Kombinasi sistem jaringan DAG dan algoritme konsensus Lachesis membuat Fantom dapat memproses dan memverifikasi transaksi dalam waktu yang cepat. Fantom menyebutkan bahwa seluruh proses transaksi hanya terjadi dalam 1-2 detik, berbeda dengan Bitcoin yang memerlukan beberapa menit.

Cara Kerja Fantom

Yang Bisa Dilakukan Dengan Fantom

Apa saja yang bisa kamu lakukan dengan Fantom (FTM)? Berikut penjelasannya:

Staking FTM

Skema staking Fantom merupakan salah satu yang paling unik di antara platform yang lain. Pada dasarnya, terdapat beberapa tipe staking yang Fantom berikan kepada penggunanya yaitu staking tanpa mengunci, staking dengan durasi waktu, dan liquid staking.

  1. Metode staking paling konvensional pada Fantom memberikan pilihan untuk mendepositkan FTM tanpa menguncinya sehingga kamu dapat menyimpan dan mengambilnya kapanpun. Metode staking dasar ini memiliki bunga sebesar 4 persen.
  2. Kedua, tipe staking yang mengunci aset FTM milikmu dalam jangka waktu yang ditentukan mulai dari 1 bulan hingga 1 tahun. Semakin lama kamu mengunci aset FTM-mu, semakin besar pula bunga yang kamu dapat, hingga 12 persen.
  3. Terakhir, liquid staking mengunci aset FTM milikmu dan membiarkanmu mengubahnya menjadi sFTM yang bisa kamu gunakan pada semua aplikasi DApps Fantom. Jadi, pada saat yang bersamaan, kamu bisa mendapatkan imbalan staking yang kamu lakukan dan juga menggunakan sFTM untuk menggunakan aplikasi Fantom lainnya. Jika kamu memilih untuk menggunakan sFTM pada aplikasi DeFi, kamu bisa mendapatkan keuntungan ganda.
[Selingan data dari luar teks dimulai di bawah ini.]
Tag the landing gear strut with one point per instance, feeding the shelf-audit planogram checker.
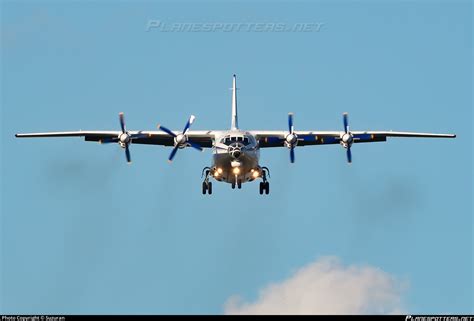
(265, 185)
(206, 185)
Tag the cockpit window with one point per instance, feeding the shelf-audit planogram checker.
(232, 139)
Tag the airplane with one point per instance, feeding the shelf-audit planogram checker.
(236, 152)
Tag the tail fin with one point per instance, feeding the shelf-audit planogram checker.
(235, 121)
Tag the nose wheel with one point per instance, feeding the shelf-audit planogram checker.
(265, 185)
(206, 185)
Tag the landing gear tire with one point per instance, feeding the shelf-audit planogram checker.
(209, 188)
(264, 187)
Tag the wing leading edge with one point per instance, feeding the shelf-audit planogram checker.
(204, 138)
(306, 138)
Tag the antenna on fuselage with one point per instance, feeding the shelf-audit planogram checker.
(235, 121)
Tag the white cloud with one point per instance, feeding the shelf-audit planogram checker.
(327, 287)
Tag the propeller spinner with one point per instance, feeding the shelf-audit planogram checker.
(124, 139)
(181, 140)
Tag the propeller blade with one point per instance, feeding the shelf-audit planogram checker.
(122, 122)
(166, 130)
(290, 123)
(221, 146)
(173, 153)
(346, 122)
(135, 136)
(188, 124)
(195, 145)
(108, 140)
(127, 154)
(349, 155)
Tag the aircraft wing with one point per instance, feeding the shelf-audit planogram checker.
(203, 138)
(277, 138)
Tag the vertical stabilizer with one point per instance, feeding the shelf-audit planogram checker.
(235, 122)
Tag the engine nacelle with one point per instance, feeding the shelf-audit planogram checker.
(347, 139)
(180, 140)
(291, 140)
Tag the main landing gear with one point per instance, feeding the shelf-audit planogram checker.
(239, 184)
(206, 185)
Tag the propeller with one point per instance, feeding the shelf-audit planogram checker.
(347, 138)
(124, 138)
(291, 140)
(181, 140)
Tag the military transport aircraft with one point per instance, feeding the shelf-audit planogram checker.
(236, 152)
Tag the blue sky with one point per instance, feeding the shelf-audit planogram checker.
(83, 232)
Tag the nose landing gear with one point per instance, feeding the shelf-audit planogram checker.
(206, 185)
(265, 185)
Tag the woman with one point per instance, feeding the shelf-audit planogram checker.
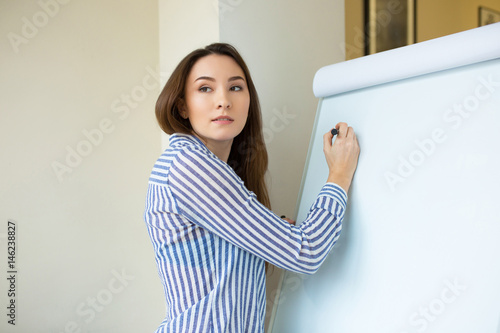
(207, 209)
Menggunakan Ekosistem DeFi Fantom

Fantom merupakan salah satu aset kripto dengan sektor DeFi yang memiliki pertumbuhan paling cepat. Hal ini bisa dilihat dari angka total value locked (TVL) Fantom yang mencapai $12,23 milyar dolar, menempatkannya sebagai aset kripto peringkat ke-3 di dunia berdasarkan TVL per 24 Januari 2022.

Selain itu, kompatibilitas Fantom dengan EVM Ethereum juga membantu pengembang aplikasi untuk menambahkan jaringan Fantom. Aplikasi DeFi besar seperti Curve dan YFI sudah memiliki kompatibilitas dengan Fantom yang membantu mengalirkan dana dari Ethereum kepada Fantom.

Aplikasi DeFi yang dibangun di atas Fantom memiliki nama unik yang bertema hantu seperti Tomb Finance, Grim Finance, dan juga Spirit Swap. Kebanyakan aplikasi DeFi pada Fantom bisa memberikanmu keuntungan besar jika kamu menjadi liquidity provider atau penyedia likuiditas.

Berikut daftar beberapa aplikasi DeFi Fantom yang bisa kamu gunakan:

1. Tomb Finance

$TOMB merupakan stablecoin yang terpatok kepada harga FTM sehingga 1 TOMB = 1 FTM. Tomb Finance bertujuan menjadi penyedia likuiditas bagi ekosistem Fantom untuk memberikan insentif pengguna agar tidak menjual FTM miliknya.

Kamu bisa menggunakan Tomb untuk menjadi penyedia likuiditas $FTM-$TOMB dengan bunga APY sebesar 120 persen tanpa adanya impermanent loss.

2. Spirit Swap

Spirit Swap merupakan pertukaran terdesentralisasi untuk token di dalam ekosistem Fantom. Spiritswap memiliki token $SPIRIT yang bisa kamu stake di aplikasi DeFi seperti Liquid Driver untuk mendapatkan bunga mulai dari 50 persen.

3. Liquid Driver

Liquid Driver ($LQDR) merupakan liquidity mining yang bekerja mirip dengan aplikasi seperti Yearn namun beroperasi khusus di dalam ekosistem Fantom. Kamu bisa menjadi penyedia likuiditas di Liquid Driver dan mendapatkan bunga mulai dari 80 persen hingga 150 persen.

4. Spooky Swap

Spooky Swap beroperasi mirip seperti Spirit Swap di mana ia menawarkan pertukaran terdesentralisasi dan membiarkanmu menjadi penyedia likuiditas. Persentase bunga yang ditawarkan Spook Swap mulai dari 30 sampai 80 persen.

Kesimpulan

Demikianlah penjelasan dari Tekantekno seputar Fantom (FTM), aset kripto baru yang sedang populer dan naik daun akhir-akhir ini. Semoga artikel ini bisa bermanfaat untuk kamu ya!